The original yogis in some myths—the Adi Yogi was Dakshinamurti—and in other myths with other names usually, this being is either a docetic apparition of Shiva or a human embodiment or being possessed by Shiva-consciousness. But that Absolute Presence within the original yogis, let’s put it in the plural, were conveyed entirely in silence. There were no teachings. Yoga was never a system of doctrine or belief or even of practice. Religion became a set of practices, whether ritualistic or somatic or mental.

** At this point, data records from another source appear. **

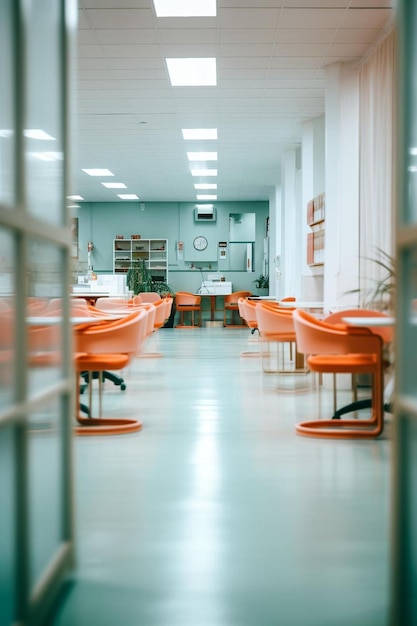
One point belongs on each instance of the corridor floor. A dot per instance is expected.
(216, 513)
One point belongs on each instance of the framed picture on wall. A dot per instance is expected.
(74, 236)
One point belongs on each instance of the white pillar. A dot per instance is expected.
(289, 226)
(341, 259)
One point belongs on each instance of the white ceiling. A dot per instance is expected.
(271, 59)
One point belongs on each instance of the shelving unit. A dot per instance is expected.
(315, 239)
(153, 251)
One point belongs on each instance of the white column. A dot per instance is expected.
(342, 186)
(289, 231)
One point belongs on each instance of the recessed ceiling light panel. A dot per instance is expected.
(202, 156)
(128, 196)
(185, 8)
(192, 72)
(114, 185)
(203, 172)
(199, 133)
(98, 172)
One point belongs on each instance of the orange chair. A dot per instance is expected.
(110, 304)
(385, 332)
(149, 296)
(275, 325)
(231, 304)
(247, 311)
(186, 302)
(342, 350)
(109, 346)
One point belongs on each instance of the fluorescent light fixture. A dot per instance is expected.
(98, 172)
(38, 133)
(46, 156)
(205, 186)
(185, 8)
(114, 185)
(199, 133)
(192, 72)
(128, 196)
(202, 156)
(203, 172)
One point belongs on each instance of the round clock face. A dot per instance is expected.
(200, 243)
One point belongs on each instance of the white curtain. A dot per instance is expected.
(378, 94)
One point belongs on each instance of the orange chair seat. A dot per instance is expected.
(100, 362)
(348, 350)
(343, 363)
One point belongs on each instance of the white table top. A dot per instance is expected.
(301, 304)
(53, 320)
(369, 321)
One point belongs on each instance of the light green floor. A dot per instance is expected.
(216, 513)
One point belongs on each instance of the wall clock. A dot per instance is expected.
(200, 243)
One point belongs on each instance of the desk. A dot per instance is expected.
(54, 320)
(212, 297)
(301, 304)
(369, 321)
(92, 296)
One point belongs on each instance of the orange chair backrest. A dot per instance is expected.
(149, 296)
(274, 320)
(185, 297)
(248, 308)
(234, 297)
(123, 336)
(386, 332)
(107, 304)
(317, 337)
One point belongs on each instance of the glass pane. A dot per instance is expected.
(45, 485)
(7, 526)
(407, 328)
(7, 317)
(409, 539)
(44, 319)
(43, 132)
(6, 104)
(410, 135)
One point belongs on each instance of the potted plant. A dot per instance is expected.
(139, 280)
(262, 283)
(380, 293)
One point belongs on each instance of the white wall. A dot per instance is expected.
(342, 186)
(289, 229)
(313, 184)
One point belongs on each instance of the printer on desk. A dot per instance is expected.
(215, 285)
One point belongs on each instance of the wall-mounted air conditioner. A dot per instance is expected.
(204, 213)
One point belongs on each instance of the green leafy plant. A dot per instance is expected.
(139, 279)
(380, 294)
(262, 281)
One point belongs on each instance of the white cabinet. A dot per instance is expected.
(126, 252)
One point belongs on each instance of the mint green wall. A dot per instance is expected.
(100, 222)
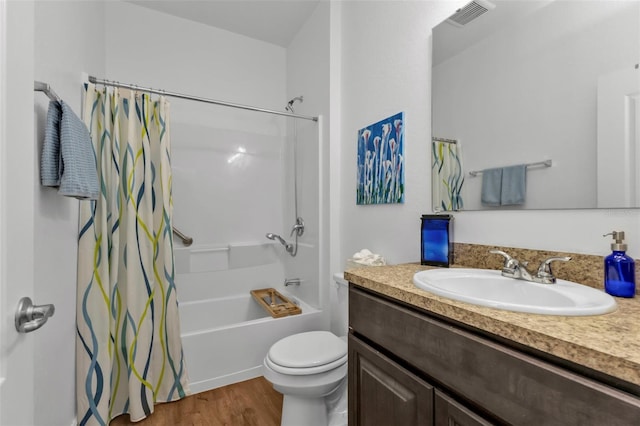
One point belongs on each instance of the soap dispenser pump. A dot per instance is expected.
(619, 269)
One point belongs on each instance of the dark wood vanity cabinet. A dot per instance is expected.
(409, 368)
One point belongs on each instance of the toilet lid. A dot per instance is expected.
(310, 349)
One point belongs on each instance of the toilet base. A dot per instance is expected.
(298, 410)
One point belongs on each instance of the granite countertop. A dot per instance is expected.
(606, 343)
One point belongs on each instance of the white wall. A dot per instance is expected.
(308, 75)
(69, 40)
(386, 66)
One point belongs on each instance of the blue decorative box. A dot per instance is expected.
(436, 240)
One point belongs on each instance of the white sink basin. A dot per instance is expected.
(489, 288)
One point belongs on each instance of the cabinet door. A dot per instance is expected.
(383, 393)
(449, 412)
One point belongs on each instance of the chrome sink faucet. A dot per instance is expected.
(513, 268)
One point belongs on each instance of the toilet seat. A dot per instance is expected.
(307, 353)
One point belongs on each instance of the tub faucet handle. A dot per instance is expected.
(545, 275)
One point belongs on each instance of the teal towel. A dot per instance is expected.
(491, 187)
(68, 161)
(514, 185)
(79, 176)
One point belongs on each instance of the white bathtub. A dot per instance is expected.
(225, 339)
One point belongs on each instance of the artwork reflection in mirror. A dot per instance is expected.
(528, 82)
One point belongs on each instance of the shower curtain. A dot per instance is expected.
(447, 176)
(128, 346)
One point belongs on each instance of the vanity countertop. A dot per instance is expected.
(606, 343)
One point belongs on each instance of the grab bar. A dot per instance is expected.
(187, 241)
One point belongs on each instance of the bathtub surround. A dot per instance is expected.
(128, 347)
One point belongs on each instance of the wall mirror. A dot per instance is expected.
(551, 84)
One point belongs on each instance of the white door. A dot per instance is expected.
(619, 139)
(17, 160)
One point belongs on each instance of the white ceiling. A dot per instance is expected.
(272, 21)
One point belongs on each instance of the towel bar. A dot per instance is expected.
(546, 163)
(39, 86)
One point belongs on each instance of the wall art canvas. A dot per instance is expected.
(381, 162)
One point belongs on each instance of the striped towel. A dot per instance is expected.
(68, 160)
(51, 161)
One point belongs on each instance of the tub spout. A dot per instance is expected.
(287, 246)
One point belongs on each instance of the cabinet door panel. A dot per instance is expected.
(513, 386)
(451, 413)
(383, 393)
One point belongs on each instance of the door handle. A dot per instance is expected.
(30, 317)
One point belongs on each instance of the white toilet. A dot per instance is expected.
(310, 370)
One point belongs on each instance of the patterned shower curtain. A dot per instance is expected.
(128, 347)
(447, 176)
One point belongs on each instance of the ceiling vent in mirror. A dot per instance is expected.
(469, 12)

But the act of Sat Yoga is not actually a practice, but the realization through the flatlining of the ego-consciousness of the presence that is always already complete, full, and absolutely mature in its consciousness of the Absolute Truth of what is happening and what is in the virtual and the nonexistent levels of the Real that are the sources of the unfoldment of what seems to be phenomenally occurring. And so, it was in the transmission via silence that yoga was propagated.